The Evolution of Traditional Programming
A lot of what computer programming is can be simplified into three steps. First step, read in some data. Second step, do something with that data. Third step, output some result.
For example, imagine you want to fly somewhere for the weekend. You may first go to your travel app and input some dates, times, number of people traveling, airports, etc. Second, the app uses that information to search its database of available flights. Third, it returns a list of available flights for you to see.

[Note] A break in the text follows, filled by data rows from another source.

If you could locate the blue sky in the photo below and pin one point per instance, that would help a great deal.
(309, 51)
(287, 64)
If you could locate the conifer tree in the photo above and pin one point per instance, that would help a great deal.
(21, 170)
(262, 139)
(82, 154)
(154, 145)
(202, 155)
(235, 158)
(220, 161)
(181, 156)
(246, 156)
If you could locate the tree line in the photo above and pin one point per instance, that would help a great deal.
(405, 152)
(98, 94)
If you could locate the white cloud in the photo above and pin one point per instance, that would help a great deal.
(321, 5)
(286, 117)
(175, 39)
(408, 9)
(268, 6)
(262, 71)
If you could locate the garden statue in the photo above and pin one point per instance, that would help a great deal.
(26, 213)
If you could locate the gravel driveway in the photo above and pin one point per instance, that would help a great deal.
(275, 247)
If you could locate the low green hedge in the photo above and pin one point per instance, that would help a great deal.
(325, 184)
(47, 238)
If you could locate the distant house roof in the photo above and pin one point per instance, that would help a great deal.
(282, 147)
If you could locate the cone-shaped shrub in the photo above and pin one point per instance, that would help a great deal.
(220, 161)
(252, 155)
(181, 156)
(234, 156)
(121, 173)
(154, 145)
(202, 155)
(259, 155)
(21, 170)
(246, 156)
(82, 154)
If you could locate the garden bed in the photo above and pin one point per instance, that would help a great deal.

This approach to software design has been the norm since the earliest days of programming. Artificial intelligence, in particular machine learning, has changed that approach. The first step is still the same: Read in some data. The third step is the same: Output some result.
However, with artificial intelligence technologies like machine learning, the second step, doing something with the data, is very different. In the example of finding a flight, a programmer easily can read the software code to understand the sequence of steps the computer has been programmed to do to produce the output data. If the programmer wants to change or improve the program’s behavior she can do that by writing new code or by altering the existing code. For example, if you wanted to compare the prices for available flights near the dates you have selected, a programmer can easily change several lines of code in the program to do just that. The programming code identifies every step the computer takes to arrive at its output. Said another way, the program only does what it’s specifically told to do in the code, nothing more or nothing less.
By contrast, the output of today’s most common machine learning programs is not determined by instructions written in computer code. There is no code for a programmer to read or modify when a change is desired. The output is determined by the program’s neural network.
Neural Networks in Action
What is a neural network? At the core of a neural network is a neuron. Similar to a traditional computer program, a neuron takes some input data, does a mathematical calculation on that data and then outputs some data. A typical neuron in a neural network will receive as input hundreds to thousands of numbers, typically between 0 and 1. A neuron will then multiply each number by a weight and sum the result of all the numbers. Many neurons will then convert the result into a number between 0 and 1. That result is then sent to the next neuron in sequence until the final output neuron is reach.
Here is an example of the math a typical neuron will do: If “x1, x2, x3…” represents input data and “w1, w2, w3…” represent the weights stored in the neuron, the calculation done by the neuron in a neural network looks like this: x1*w1 + x2*w2 + x3*w3 and so forth.
You can think of the calculation inside the neuron in a different way: The neuron is reading in a bunch of numbers and the weights in the neuron determine the importance, “or weight” of that input in producing the output. If the input is not important the weight for the input will be near zero and the input is not passed along to the next neuron. Therefore, the weights in a neuron effectively decided what input is valuable and what input should be ignored.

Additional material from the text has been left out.